MySQL C# Text Encoding Problems

2020-01-28 09:08发布

问题:

I have an old MySQL database with encoding set to UTF-8. I am using Ado.Net Entity framework to connect to it.

The string that I retrieve from it have strange characters when ë like characters are expected.

For example: "ë" is "ë".

I thought I could get this right by converting from UTF8 to UTF16.

 return Encoding.Unicode.GetString(                
            Encoding.Convert(
            Encoding.UTF8,
            Encoding.Unicode,
            Encoding.UTF8.GetBytes(utf8)));
    }

This however doesn't change a thing.

How could I get the data from this database in proper form?

回答1:

There are two things that you need to do to support UTF-8 in the ADO.NET Entity frame work (or in general using the MySQL .NET Connector):

  1. Ensure that the collation of your database of table is a UTF-8 collation (i.e. utf8_general_ci or one of its relations)
  2. Add Charset=utf8; to your connection string.

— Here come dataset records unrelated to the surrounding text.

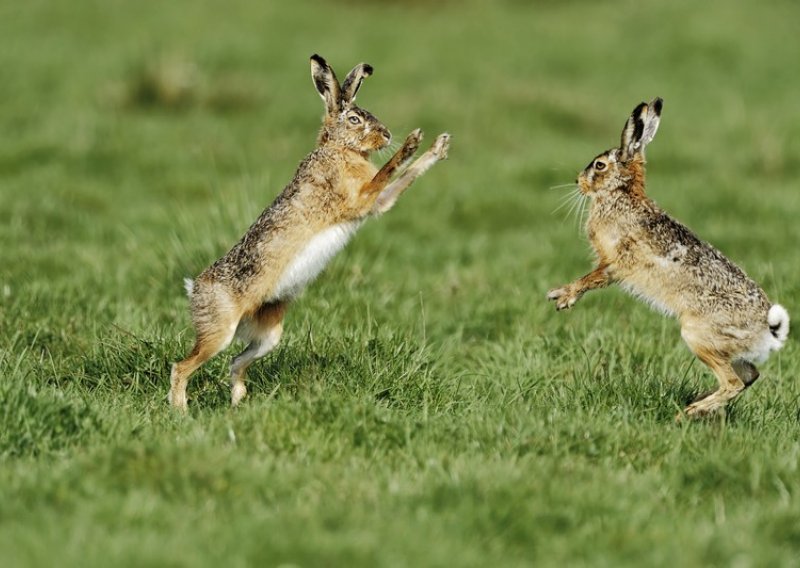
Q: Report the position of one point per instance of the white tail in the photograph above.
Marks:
(778, 320)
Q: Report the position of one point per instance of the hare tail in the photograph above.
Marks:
(778, 320)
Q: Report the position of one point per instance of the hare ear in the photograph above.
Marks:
(352, 83)
(326, 84)
(640, 129)
(652, 120)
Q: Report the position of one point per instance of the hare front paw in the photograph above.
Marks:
(564, 297)
(441, 145)
(411, 144)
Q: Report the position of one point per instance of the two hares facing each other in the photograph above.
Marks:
(245, 293)
(726, 318)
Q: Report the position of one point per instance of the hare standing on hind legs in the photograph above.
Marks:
(245, 293)
(726, 319)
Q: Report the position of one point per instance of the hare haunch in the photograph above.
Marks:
(726, 319)
(245, 293)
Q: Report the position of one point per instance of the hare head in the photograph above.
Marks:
(616, 169)
(346, 124)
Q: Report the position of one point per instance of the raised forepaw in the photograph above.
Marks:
(441, 145)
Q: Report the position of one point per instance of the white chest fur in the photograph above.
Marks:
(312, 258)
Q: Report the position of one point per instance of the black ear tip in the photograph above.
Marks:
(658, 104)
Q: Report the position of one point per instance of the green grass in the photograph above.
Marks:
(427, 406)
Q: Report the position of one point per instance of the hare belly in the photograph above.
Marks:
(652, 288)
(312, 258)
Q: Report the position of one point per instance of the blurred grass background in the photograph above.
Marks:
(427, 406)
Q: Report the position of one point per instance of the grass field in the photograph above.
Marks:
(427, 406)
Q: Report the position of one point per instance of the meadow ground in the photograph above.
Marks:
(427, 406)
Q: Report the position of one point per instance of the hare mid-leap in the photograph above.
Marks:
(245, 293)
(726, 319)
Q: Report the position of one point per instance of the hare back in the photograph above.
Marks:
(661, 261)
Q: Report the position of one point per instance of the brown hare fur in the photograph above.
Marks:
(726, 319)
(245, 293)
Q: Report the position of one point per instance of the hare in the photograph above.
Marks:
(726, 319)
(246, 293)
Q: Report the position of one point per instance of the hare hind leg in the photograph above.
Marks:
(745, 371)
(263, 329)
(215, 316)
(731, 383)
(209, 342)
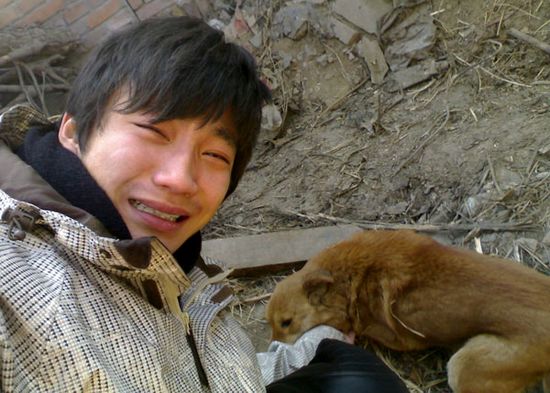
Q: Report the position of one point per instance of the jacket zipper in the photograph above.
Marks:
(184, 317)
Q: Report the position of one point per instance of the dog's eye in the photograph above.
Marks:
(286, 323)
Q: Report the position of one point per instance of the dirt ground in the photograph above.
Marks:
(469, 147)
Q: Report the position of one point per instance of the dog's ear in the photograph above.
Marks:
(316, 284)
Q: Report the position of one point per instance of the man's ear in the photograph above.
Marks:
(316, 284)
(67, 134)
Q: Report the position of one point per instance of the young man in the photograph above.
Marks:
(102, 287)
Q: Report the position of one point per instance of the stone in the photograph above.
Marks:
(369, 49)
(345, 33)
(364, 14)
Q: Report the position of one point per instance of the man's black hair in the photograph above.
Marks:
(172, 68)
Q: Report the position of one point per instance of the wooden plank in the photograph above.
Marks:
(271, 252)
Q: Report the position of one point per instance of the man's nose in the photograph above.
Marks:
(178, 173)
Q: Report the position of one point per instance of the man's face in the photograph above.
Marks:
(165, 179)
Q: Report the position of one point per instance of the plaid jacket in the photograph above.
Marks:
(84, 312)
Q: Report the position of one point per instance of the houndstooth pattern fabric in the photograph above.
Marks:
(67, 323)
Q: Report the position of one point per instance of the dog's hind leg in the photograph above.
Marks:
(491, 364)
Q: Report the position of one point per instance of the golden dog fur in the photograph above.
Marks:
(407, 292)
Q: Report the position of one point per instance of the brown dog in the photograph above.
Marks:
(407, 291)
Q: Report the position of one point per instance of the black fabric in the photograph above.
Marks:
(341, 367)
(64, 171)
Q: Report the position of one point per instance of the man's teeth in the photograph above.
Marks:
(165, 216)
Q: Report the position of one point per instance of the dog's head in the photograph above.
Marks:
(307, 299)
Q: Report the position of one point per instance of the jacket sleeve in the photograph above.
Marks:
(281, 359)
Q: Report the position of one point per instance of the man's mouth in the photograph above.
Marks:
(157, 213)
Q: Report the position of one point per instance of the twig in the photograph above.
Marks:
(493, 175)
(423, 144)
(529, 39)
(132, 11)
(255, 299)
(340, 100)
(481, 226)
(20, 53)
(17, 88)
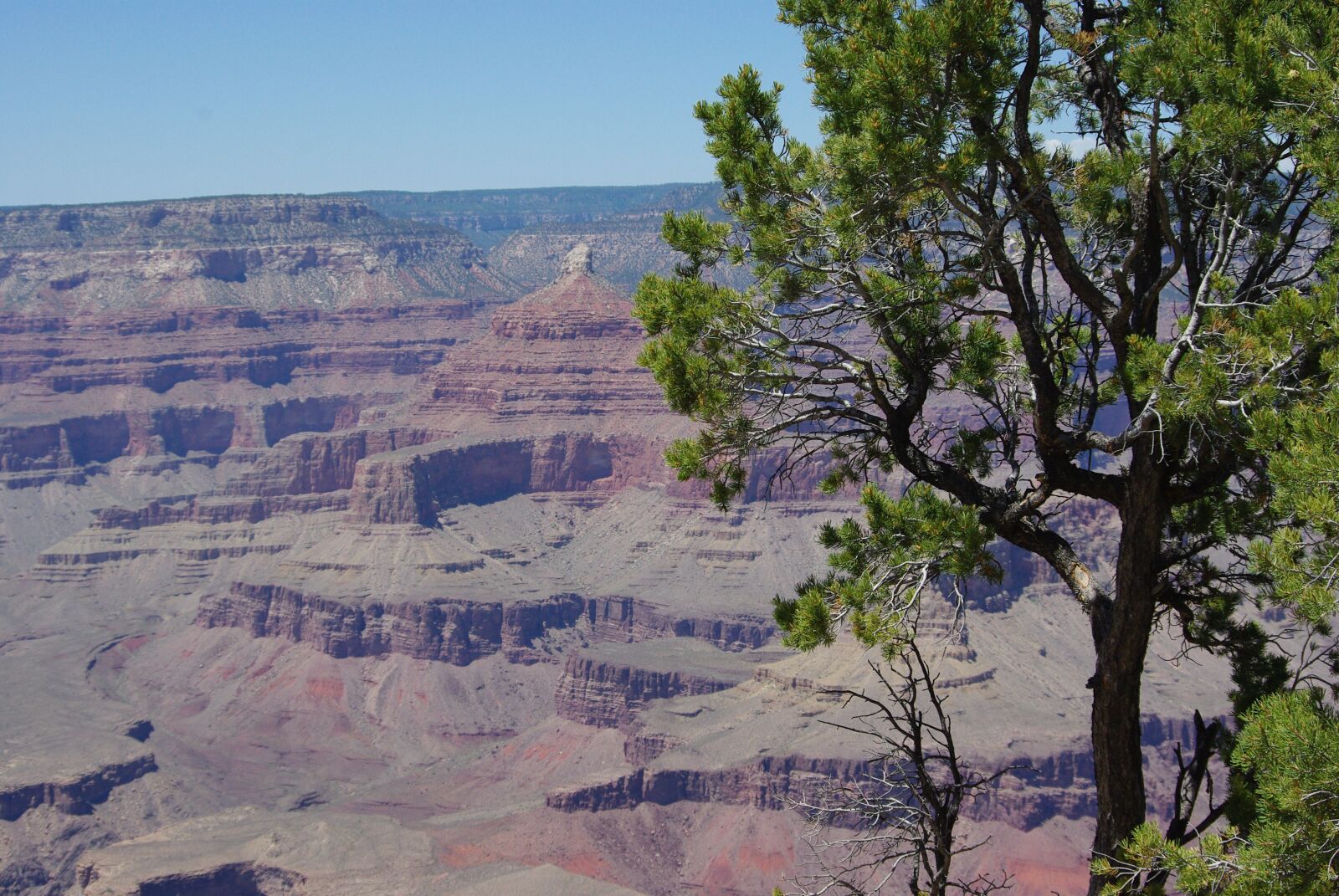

    "Server=localhost;Database=test;Uid=test;Pwd=test;Charset=utf8;"
    

I'm not certain, but the encoding may be case sensitive; I found that CharSet=UTF8; did not work for me.



回答2:

Even if the database is set to UTF8 you must do the following things to get Unicode fields to work correctly:

  1. Ensure you are using a Unicode field type like NVARCHAR or TEXT CHARSET utf8
  2. Whenever you insert anything into the field you must prefix it with the N character to indicate Unicode data as shown in the examples below
  3. Whenever you select based on Unicode data ensure you use the N prefix again

MySqlCommand cmd = new MySqlCommand("INSERT INTO EXAMPLE (someField) VALUES (N'Unicode Data')");

MySqlCommand cmd2 = new MySqlCommand("SELECT * FROM EXAMPLE WHERE someField=N'Unicode Data'");

If the database wasn't configured correctly or the data was inserted without using the N prefix it won't be possible to get the correct data out since it will have been downcast into the Latin 1/ASCII character set



回答3:

Try set the encoding by "set names utf8" query. You can set this parameter in mysql config too.



回答4:

As others have said this could be a db issue, but it could also be caused by using an old version of the .net mysql connector.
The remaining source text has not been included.